Par vous, Muses, par vous, franchissant les collines,
Soit que j’aime l’aspect des campagnes Sabines,
Soit Catile ou Falerne et leurs riches côteaux,
Ou l’air de Blandusie et l’azur de ses eaux :
Par vous de l’Anio j’admire le rivage,
Par vous de Tivoli le poétique ombrage,
Et de Bacchus assis sous des antres profonds,
La Nymphe et le Satyre écoutant les chansons.
Par vous la rêverie errante, vagabonde,
Livre à vos favoris la nature et le monde ;
Par vous, mon ame au gré de ses illusions
Vole et franchit les temps, les mers, les nations
Va vivre en d’autres corps, s’égare, se promène ;
Est tout ce qu’il lui plaît, car tout est son domaine.

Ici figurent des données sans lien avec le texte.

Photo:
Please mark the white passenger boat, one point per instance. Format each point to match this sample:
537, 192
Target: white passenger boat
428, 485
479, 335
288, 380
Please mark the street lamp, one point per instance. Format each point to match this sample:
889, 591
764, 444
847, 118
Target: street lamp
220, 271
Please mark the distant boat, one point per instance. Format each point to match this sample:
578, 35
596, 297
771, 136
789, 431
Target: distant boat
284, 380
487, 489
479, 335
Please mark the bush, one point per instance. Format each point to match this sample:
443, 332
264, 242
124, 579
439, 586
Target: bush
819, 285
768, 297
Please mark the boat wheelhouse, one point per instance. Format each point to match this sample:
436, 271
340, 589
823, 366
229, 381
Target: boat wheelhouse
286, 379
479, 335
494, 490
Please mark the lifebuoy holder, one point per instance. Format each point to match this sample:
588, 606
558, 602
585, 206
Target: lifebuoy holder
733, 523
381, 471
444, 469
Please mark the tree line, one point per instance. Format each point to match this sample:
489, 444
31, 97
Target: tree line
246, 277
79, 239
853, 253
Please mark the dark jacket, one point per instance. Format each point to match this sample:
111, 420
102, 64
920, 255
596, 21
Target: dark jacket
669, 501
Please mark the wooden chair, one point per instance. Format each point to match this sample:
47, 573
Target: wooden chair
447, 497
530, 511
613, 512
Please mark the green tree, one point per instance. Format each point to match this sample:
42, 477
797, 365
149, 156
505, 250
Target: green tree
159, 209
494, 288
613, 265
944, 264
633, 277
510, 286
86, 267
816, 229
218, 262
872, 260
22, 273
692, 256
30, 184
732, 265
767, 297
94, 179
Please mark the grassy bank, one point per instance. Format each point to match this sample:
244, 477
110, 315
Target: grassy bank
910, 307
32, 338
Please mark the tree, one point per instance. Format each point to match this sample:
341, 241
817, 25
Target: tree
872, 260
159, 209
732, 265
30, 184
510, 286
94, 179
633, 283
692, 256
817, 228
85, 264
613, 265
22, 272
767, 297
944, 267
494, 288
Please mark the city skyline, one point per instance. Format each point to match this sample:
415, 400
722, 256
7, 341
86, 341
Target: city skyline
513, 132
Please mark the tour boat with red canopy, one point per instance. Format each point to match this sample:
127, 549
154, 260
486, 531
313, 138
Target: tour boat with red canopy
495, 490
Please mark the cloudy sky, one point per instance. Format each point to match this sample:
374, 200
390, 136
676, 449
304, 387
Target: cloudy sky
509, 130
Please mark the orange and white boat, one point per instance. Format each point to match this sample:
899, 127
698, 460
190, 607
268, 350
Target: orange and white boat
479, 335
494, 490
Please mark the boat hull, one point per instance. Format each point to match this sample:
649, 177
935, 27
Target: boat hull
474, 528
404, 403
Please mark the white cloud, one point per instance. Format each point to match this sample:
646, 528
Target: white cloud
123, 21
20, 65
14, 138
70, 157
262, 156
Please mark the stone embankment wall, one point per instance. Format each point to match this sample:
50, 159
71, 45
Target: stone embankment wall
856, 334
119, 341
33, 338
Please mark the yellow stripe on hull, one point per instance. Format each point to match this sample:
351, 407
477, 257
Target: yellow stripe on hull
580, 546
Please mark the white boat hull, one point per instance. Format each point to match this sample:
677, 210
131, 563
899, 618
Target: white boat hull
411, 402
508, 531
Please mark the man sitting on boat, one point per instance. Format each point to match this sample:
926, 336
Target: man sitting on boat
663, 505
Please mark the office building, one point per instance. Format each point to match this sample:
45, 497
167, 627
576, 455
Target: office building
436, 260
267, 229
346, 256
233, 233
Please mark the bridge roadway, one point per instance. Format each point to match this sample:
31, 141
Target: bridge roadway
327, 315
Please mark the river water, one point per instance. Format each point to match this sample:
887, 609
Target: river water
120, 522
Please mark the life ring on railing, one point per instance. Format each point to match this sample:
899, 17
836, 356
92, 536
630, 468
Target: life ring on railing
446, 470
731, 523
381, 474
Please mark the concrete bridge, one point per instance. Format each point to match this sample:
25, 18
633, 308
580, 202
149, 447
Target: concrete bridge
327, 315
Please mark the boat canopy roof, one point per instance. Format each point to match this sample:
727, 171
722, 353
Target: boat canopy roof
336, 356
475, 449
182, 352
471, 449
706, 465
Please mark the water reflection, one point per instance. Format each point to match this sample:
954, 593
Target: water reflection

Ainsi, bruyante abeille, au retour du matin
Je vais changer en miel les délices du thim.
Rose, un sein palpitant est ma tombe divine.
Frêle atome d’oiseau, dé leur molle étamine
Je vais sous d’autres cieux dépouiller d’autres fleurs..
Le papillon plus grand offre moins de couleurs.
Et l’Orénoque impur, la Floride fertile,
Admirent qu’un oiseau si tendre, si débile ;
Mêle tant d’or, de pourpre, en ses riches habits ;
Et pensent dans les airs voir nager des rubis.
Sur un fleuve souvent l’éclat de mon plumage
Fait à quelque Léda souhaiter mon hommage.